When Insite, Canada’s first safe consumption site, opened in Vancouver, B.C. in 2003, Felicella had been a drug user in the city for ten years.
He recalls living through the public health crisis of the 1990s in the Downtown Eastside, dealing with the high risk of contracting HIV and overdosing. In 1997, injection drug users in the Downtown Eastside neighbourhood were contracting HIV/AIDS at an estimated rate of 20 per cent per year.
Intravenous drug use raises the risk of contracting HIV/AIDS through the possibility of sharing needles with someone who has HIV/AIDS.
In 2017, 67 per cent of people who were newly diagnosed with HIV in Saskatchewan reported injection drug use, compared to 28 per cent of the infections that year being related to sexual contact.
Into the early 2000s, Felicella said “There was a huge public outcry for drug users to have a safe injection site,” as it would address both the high rates of overdose and HIV/AIDS in the neighbourhood.

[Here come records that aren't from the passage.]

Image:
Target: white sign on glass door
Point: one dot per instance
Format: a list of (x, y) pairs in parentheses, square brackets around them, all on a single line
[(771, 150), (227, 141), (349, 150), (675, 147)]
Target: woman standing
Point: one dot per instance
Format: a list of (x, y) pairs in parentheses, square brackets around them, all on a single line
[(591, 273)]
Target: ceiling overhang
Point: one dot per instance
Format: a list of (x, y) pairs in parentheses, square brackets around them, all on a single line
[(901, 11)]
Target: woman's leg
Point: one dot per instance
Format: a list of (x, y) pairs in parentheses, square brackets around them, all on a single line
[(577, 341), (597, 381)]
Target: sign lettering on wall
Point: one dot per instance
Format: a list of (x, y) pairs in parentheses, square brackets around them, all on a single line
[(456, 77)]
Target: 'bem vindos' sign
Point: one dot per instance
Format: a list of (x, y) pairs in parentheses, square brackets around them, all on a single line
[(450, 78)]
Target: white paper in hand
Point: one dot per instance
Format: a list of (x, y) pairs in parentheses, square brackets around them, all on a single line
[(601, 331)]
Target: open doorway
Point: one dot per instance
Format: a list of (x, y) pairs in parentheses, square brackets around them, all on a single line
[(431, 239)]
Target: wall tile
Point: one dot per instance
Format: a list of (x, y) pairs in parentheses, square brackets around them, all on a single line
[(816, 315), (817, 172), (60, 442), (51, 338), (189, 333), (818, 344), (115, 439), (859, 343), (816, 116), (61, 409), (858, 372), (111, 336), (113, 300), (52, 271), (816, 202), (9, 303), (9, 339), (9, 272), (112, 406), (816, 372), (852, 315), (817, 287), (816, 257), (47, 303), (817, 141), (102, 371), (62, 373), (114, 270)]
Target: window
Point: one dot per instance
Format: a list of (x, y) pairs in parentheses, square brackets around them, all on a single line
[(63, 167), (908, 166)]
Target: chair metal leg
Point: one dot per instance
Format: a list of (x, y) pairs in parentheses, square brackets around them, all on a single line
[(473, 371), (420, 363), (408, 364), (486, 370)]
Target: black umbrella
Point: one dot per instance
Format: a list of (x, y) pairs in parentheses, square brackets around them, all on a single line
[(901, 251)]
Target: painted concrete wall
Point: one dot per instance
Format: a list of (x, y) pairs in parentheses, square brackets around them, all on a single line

In 2002, Larry Campbell, a former Royal Canadian Mounted Police officer, was elected Vancouver mayor, and promised to open a safe injection site. However, a police crackdown on drug users hit Vancouver’s Downtown Eastside before Campbell’s promise could be fulfilled.
In response, local activists and injection drug users protested by opening an unapproved safe injection site which operated for 184 days.
While police, drug users, activists, and multiple levels of government continued to clash over the issue, a Vancouver non-governmental organization called the Portland Hotel Society began building the first safe injection site in North America. Once they announced Insite had been built, government support began trickling in, first from the regional health authority and finally from the federal health ministry.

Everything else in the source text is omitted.